Motivation
==========
Haskell is a great language for data processing.
You load some data in the IO monad, parse it,
funnel the data through various functions and
write the result back to disk or display it
via a web server.
The programmer has the `let` and `where` patterns at hand
which can be used to sub-structure a single function, e.g.
workflow x y = let
a = f x
b = g a y
in h a b
To the environment program, however,
the values of the intermediate steps `a` and `b`
are invisible and the reader does not know you used
the auxiliary functions `f`, `g` and `h`,
although they might be important
when an outsider tries to check the correctness of
the result of the `workflow` function.
This is where the Provenience monad comes in.
How it works
============
The Provenience monad is an ordinary state monad transformer.
The state is a data flow
[graph](https://hackage.haskell.org/package/fgl "fgl"),
which we call the *variable store*. Nodes are
[Pandoc](https://hackage.haskell.org/package/pandoc "pandoc") renderings
of so-called *variables*. A variable is simply a pair of an ordinary
Haskell value together with its node in the graph.

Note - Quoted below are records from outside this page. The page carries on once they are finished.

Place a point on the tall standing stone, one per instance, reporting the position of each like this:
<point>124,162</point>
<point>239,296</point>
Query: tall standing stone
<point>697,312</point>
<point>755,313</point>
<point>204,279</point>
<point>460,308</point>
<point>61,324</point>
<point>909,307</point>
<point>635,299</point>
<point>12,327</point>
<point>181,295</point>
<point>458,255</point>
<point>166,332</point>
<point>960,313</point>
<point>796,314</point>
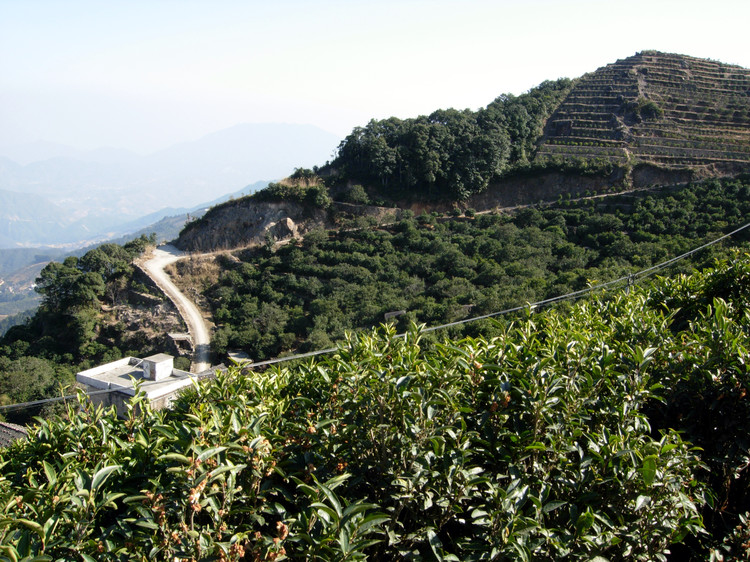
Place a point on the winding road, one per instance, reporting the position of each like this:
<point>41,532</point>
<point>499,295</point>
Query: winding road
<point>154,267</point>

A computation in the Provenience monad performs any number
of the following five actions.
* Register a new variable in the variable store
* Provide a description of a registered variable
(in form of a Pandoc [Block](http://hackage.haskell.org/package/pandoc-types/docs/Text-Pandoc-Definition.html#t:Block "Block"))
* Provide a short name for a registered variable (used in hyperlinks)

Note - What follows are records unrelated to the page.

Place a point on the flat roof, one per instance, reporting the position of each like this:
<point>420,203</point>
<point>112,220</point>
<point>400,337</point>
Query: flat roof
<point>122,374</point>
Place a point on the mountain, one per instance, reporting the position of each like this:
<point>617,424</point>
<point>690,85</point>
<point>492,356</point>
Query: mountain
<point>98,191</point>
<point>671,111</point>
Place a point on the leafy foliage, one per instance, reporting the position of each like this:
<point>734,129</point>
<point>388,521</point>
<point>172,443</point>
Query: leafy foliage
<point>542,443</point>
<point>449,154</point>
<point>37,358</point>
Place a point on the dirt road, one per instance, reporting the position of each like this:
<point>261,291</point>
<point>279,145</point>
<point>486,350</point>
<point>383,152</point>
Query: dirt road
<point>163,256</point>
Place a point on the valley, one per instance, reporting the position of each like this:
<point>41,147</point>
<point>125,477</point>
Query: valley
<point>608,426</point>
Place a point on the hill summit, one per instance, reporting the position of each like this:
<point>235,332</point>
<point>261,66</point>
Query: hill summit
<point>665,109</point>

* Render the value of a registered variable into
its node in the variable store (as a Pandoc `Block`).
There is a class for default rendering methods akin to the `Show` class.

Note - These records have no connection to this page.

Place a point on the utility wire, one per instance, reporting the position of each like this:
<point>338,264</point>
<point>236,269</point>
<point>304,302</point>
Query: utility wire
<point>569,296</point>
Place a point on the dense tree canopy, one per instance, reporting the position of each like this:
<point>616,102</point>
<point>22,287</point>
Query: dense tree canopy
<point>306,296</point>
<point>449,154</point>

* Apply a variable holding a function to a variable holding a value,
similar to the `<*>` operator of `Applicative` functors.
In the Provenience monad, we write `<%>` instead.
The fifth action is the only action that adds edges to the
data dependency graph. Suppose we have registered a variable `f`
holding a value of type `a -> b` and a variable `x` holding a
value of type `a`. The description of `f` should explain to the reader
what the function that is the value of `f` does.
The monadic action
y <- pure f <%> x
does not register `y` as a new variable; instead `y` points to the same
node in the variable store as `f`. However, the value of `y` is the
application of the value of `f` to the value of `x` and there is now
an edge from `x` to `y` in the data flow graph labelled with the
description of `f`. If `y` is not itself a function
but the desired result, you should overwrite the node's description
(which is still the description of `f`) with a new description of
the value of `y`.
Why this design choice? Because otherwise partial
application is impossible. If <%> always registered new variables,
then
f <%> a <%> b
would register both `f(a)` and `f(a)(b)` as variables, which might not be
what the user intended. But overwriting `f` also means that we can not
re-use the same function variable in several applications. When that is
desired, use a Provenience action producing a variable instead of the
variable itself. Consider the following.
let f = var succ
x <- input 4
y <- f <%> x
z <- f <%> y
Since the Haskell identifier `f` is bound to a Provenience action
that registers a new variable holding the `succ` function, all
three of `x`, `y` and `z` are distinct variables.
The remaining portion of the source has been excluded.